The application in pending proceeding is dismissed

CATCHWORDS:

Planning and Environment – submitter appeal – application in pending proceeding by co-respondent seeking various orders including of an injunctive kind – submitter appellant seeking donations to litigation fund – whether in breach of the Collections Act 1996 – whether letter requesting donation misleading – whether abuse of process

Collections Act 1966 Sustainable Planning Act 2009

Campbells Cash and Carry Pty Ltd v Fostif Pty Ltd (2006) 2009 CLR 386
Trendtex Trading Corporation v Credit Suisse [1982] AC 679
Fostif Pty Ltd v Campbells Cash and Carry Pty Ltd [2005] NSWLR 83

Magic Menu Systems Pty Ltd v AFA Facilitation Pty Ltd (1997) 72 FCR 261.

COUNSEL:

Rebetzke, G for the appellant

Job, B for the respondent

O’Brien, D for the co-respondent

SOLICITORS:

Roberts & Kane for the appellant

Brisbane City Legal Practice for the respondent

Mullins Lawyers for the co-respondent

  1. By an application in pending proceeding the co-respondent by election (the developer) seeks the following orders against Mr Friend, who is one of the appellants:

1.          That the appellant, Robert Friend, be restrained from publishing misleading statements in respect of the subject matter of the appeal;

2.          That the appellant, Robert Friend, be restrained from making or continuing any appeal for support to the public for the purposes of obtaining money by way of a collection for costs associated with this appeal other than according to law;

3.          That the appellant Robert Friend, be restrained from dealing with any monies collected from any such appeal for support other than and in accordance with an order of the court;

4.          That the appellant, Robert Friend, refund in full all monies collected through the appeal for support to the persons providing those monies;

5.          That the appellant, Robert Friend, provide an account of the monies collected from the appeal for support;

6.          That the appellant, Robert Friend, pay the co-respondents by elections costs of an incidental to this application to be assessed; and

7.          Such further or other orders that this honourable court considers necessary and appropriate in the circumstances.

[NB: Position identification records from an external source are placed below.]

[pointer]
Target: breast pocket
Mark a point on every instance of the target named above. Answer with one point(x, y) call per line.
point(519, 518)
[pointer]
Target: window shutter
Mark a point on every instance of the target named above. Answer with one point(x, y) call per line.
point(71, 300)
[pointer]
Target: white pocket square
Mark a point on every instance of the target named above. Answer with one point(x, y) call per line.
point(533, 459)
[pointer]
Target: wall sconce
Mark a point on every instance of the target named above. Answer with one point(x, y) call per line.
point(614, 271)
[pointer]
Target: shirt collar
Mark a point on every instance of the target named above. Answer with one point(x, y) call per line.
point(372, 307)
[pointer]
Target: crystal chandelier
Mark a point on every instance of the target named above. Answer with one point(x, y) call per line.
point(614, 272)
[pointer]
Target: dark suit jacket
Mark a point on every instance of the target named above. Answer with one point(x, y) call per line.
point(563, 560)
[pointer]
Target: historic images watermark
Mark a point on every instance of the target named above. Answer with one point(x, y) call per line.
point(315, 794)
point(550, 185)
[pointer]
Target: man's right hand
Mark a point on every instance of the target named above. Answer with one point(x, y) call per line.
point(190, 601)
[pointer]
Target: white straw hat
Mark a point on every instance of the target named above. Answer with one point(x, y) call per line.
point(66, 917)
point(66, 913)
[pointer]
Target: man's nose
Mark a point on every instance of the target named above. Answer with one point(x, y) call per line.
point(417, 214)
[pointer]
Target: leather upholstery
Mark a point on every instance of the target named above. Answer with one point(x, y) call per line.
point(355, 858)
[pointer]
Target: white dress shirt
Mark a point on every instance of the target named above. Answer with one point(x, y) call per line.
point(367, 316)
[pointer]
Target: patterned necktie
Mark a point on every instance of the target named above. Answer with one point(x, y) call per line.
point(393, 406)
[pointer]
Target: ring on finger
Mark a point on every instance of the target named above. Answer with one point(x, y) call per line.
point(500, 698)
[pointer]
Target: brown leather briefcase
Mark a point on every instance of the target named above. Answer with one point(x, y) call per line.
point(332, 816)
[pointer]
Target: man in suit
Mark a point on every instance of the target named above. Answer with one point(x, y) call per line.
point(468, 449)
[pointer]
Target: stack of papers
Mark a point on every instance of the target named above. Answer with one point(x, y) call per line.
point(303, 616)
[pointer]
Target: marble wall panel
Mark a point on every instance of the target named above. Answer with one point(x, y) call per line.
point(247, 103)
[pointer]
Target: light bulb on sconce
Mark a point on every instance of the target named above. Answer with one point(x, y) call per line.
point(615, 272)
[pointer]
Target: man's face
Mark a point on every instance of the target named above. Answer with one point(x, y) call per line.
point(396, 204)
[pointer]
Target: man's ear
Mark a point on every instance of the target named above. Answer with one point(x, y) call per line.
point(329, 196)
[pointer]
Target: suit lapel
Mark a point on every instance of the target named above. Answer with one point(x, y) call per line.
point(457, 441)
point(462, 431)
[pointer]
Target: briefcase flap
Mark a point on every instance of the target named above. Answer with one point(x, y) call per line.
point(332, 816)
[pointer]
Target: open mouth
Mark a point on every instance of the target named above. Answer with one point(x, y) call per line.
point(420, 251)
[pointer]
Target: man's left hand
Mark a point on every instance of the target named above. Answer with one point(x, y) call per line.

  1. The developer is the proponent of an intended development of land surrounding the Chalk Hotel at Woolloongabba.  The development would involve the construction of three residential towers (some 500 plus units) and associated retail facilities.  Public notification of the development application attracted submissions including many from those opposed to the project.  The development was however, approved by the respondent on 20 November 2012.  Subsequently, this appeal against the council’s decision has been brought by some of the submitters.

  1. By their amended notice of appeal, the appellants articulated apparently relevant grounds of appeal which include:

1.          alleged conflicts between the proposed development and various provisions of Brisbane’s City Plan 2000;

2.          potential adverse traffic impacts of the proposed development; and

3.          the need for different conditions if the proposal is to be approved.

  1. The developer has responded by enumerating grounds which it will rely upon as sufficient to justify approval in the event that conflict with the planning scheme is found.  On 21 February 2013 the court made directions for the progress of the matter.  The hearing is currently set down for the July sittings. 

  1. The developer’s application in pending proceeding is fuelled by its discontent with Mr Friend’s attempt to obtain financial assistance for the prosecution of the appeal. In particular, it takes issue with a letter which Mr Friend sent to one of the submitters who did not elect to institute an appeal. The letter sought a donation, by way of a deposit into a bank account, to assist. It was submitted that this constituted an unlawful appeal for support, contrary to s 10 of the Collections Act1966 (Collections Act). 

  1. The Collections Act regulates collections from the public for a number of purposes, including community purposes. Section 10(1) provides that no person shall make, or cause to be made, or assist in making, any appeal for support for, amongst other things, a community purpose unless that purpose is sanctioned under the Act (there is no relevant sanction here). Contravention of the section constitutes an offence punishable by fine or imprisonment.

  1. At first blush a letter addressed to a fellow submitter seeking a donation towards a fund to meet litigation expenses does not appear to sit comfortably with the concept of a collection from the public for a community purpose. It was submitted, on behalf of the appellant however, that the relevant definitions give the Act wide application. 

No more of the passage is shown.